There are two types of people, those who play an instrument and those who would like to. Here is a case for playing the recorder. Instrument choice underpins success with music, and choosing the recorder may tip the scales your way. Here's why.

Learning an instrument proceeds best with clear motivation and achievable goals. Motivation may include the following:

  • Hearing a wonderful player: check out Genevieve Lacey and Michala Petri, and the music at their sites. Also Dan Laurin and Dorothee Oberlinger. These recorder players are virtuosi of the highest order. There are many others.
  • Wanting to play with others: music is a social activity, playing with friends is one of life's great joys.
  • Expanding horizons: "what do you do?" usually means "what is your job?". "I like playing music" is a good alternate answer

The best motivation for starting an instrument is to see it played expertly, close up.

I started recorder as a young adult, having learnt briefly at school. I heard informal recorder groups at 1970s festivals and was struck by the beautiful sound, and how much fun it seemed. I wanted to join in.

Motivation starts the journey to playing, achievable goals ensure progress. This is where the recorder excels.

Simply put, the initial learning curve for recorder is less than for most other instruments. Beginning recorder players make a good sound more easily than violin, clarinet of flute beginners.. This shortens the path to goals such as:

  • Playing with a group: while the recorder tradition of amateur participation dates back to the 17th century at least, there have never been more players than now. Many cities have recorder societies, with group activities which welcome beginners
  • Experiencing the great music: many beginning recorder books have arrangements of pieces from masters like Bach, Handel and Corelli
  • Playing for family and friends: "I never knew Mum could play"... Neither did she, until recently

While the recorder is friendly to beginners, higher order skills are hard won. The recorder virtuosi have worked just as hard as their counterparts on other instruments.
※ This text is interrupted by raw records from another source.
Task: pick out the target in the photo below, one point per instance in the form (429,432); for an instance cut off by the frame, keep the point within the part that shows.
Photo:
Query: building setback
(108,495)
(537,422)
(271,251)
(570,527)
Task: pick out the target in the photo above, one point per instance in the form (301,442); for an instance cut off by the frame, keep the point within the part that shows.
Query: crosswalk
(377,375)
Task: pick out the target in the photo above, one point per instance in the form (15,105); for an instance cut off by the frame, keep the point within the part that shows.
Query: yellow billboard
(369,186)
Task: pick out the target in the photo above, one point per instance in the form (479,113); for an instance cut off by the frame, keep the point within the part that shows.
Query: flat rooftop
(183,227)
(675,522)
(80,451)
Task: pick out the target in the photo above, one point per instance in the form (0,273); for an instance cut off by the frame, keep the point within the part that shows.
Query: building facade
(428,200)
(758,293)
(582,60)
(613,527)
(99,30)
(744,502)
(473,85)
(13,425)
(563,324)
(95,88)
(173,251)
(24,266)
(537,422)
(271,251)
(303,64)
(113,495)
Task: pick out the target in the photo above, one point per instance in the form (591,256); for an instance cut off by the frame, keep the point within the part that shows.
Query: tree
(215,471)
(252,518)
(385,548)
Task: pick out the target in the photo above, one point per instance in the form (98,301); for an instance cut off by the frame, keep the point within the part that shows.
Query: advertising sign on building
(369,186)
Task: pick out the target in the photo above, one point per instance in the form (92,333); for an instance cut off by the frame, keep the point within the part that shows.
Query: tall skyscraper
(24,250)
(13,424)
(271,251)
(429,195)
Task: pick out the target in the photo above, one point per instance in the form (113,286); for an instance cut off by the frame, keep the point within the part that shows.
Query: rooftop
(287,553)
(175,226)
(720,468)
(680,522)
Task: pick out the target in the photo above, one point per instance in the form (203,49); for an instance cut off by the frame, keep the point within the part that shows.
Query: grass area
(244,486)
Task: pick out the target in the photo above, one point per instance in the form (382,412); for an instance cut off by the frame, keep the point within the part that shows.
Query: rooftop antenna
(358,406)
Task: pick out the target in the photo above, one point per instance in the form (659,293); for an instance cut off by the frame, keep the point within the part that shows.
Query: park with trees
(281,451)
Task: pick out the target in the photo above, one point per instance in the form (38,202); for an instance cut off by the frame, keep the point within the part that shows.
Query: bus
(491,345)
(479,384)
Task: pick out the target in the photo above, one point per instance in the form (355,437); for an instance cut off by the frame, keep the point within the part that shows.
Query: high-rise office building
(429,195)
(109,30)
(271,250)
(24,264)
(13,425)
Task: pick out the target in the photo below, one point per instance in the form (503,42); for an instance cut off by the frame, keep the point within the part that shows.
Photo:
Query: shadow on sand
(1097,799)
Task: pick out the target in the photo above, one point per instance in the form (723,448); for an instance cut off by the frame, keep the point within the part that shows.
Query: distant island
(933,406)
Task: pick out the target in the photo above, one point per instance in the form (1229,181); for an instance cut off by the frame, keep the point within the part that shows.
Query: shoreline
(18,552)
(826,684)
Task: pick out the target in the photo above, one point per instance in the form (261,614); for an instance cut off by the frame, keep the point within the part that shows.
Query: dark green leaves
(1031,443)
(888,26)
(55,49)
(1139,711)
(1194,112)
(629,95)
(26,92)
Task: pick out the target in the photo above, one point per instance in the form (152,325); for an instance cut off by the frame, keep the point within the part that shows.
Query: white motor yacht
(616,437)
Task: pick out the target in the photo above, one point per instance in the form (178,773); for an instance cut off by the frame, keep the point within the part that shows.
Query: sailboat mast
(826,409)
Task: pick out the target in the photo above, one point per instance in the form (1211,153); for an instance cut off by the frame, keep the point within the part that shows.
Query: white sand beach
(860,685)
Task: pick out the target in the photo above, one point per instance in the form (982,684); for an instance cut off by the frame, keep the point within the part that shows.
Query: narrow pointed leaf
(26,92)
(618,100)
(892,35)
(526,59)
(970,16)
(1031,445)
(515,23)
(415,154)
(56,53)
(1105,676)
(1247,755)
In addition to an easy start for beginners, other reasons to choose recorder are:

  • A large easily obtained repertoire: much of it suits beginning and intermediate players. See the recorder music page on this site for more details
  • Low instrument cost: a high quality plastic recorder, like the one shown opposite, costs around $50. Details are here. Of course, good recorders from famous makers cost far more
  • Portability: a violin, guitar, saxophone (or banjo) case takes up space, arriving with one signals intent. A recorder fits easily into a shoulder bag, ready when you are, otherwise out of sight

Success for beginning music students is elusive, many don't continue. Choosing the recorder may greatly increase your chances of success.